Estamos num bom momento para derrubarmos a crença que o mundo será salvo por um super-herói, um gênio, um político ou qualquer outro tipo de messias. Essa ilusão nos leva a ficar à espera de um milagre vindo do além e destrói a capacidade de termos iniciativas criativas e originais.
A 5ª habilidade destacada no ranking do “Relatório Futuro do Trabalho” do Fórum Econômico Mundial desmitifica a supremacia dos “Seres Criativos”, já que a tecnologia nos mostra que é muito mais fácil integrar conhecimentos entre máquinas do que entre seres humanos. Ao mesmo tempo essa habilidade nos convida a resgatar a originalidade oriunda da essência do ser humano para que sejamos capazes de promover iniciativas que resolvam a imensidão de desafios presentes do atual cenário.
IDEIAS REBELDES
Inspirada no livro do jornalista Matthew Syed, Ideias Rebeldes: A Diversidade de Pensamento Transformando Mentes quero fazer 3 provocações:
1. Como ser criativo sem diversidade cognitiva?

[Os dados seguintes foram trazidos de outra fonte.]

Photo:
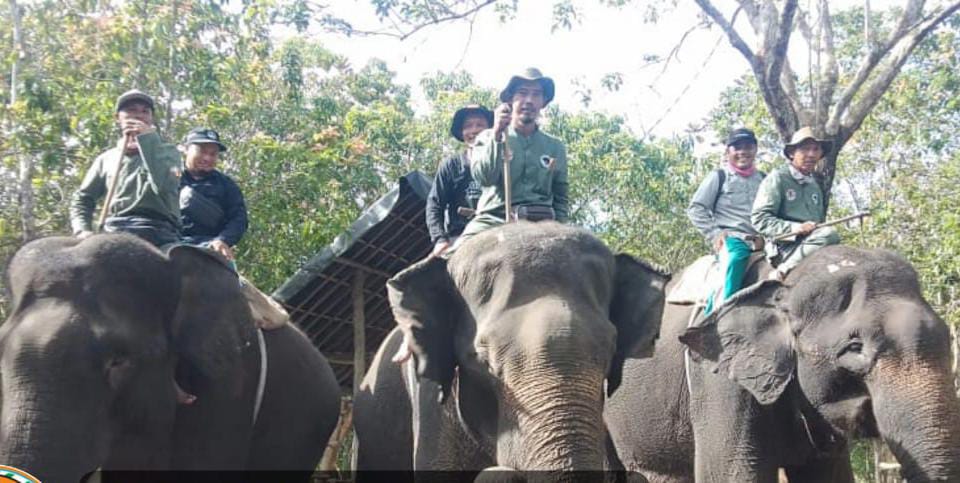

“Como é inteligente uma pessoa que pensa igual a mim” costuma comentar Fábio Barbosa, que presidiu o Banco Santander, em suas palestras.
Diversidade cognitiva é a inclusão de pessoas que têm estilos diferentes de solucionar problemas e podem oferecer perspectivas únicas porque pensam de maneira diferente. Observe que não estou falando apenas de raça, gênero ou religião.
Considerar diferenças de opiniões, visões divergentes e diferentes bases experienciais costuma ser desafiador no ambiente profissional e familiar, mas uma condição primordial para sermos criativos, pois o resultado é uma perspectiva mais rica e precisa do mundo.
2. Como ser original estando num ambiente homofílico?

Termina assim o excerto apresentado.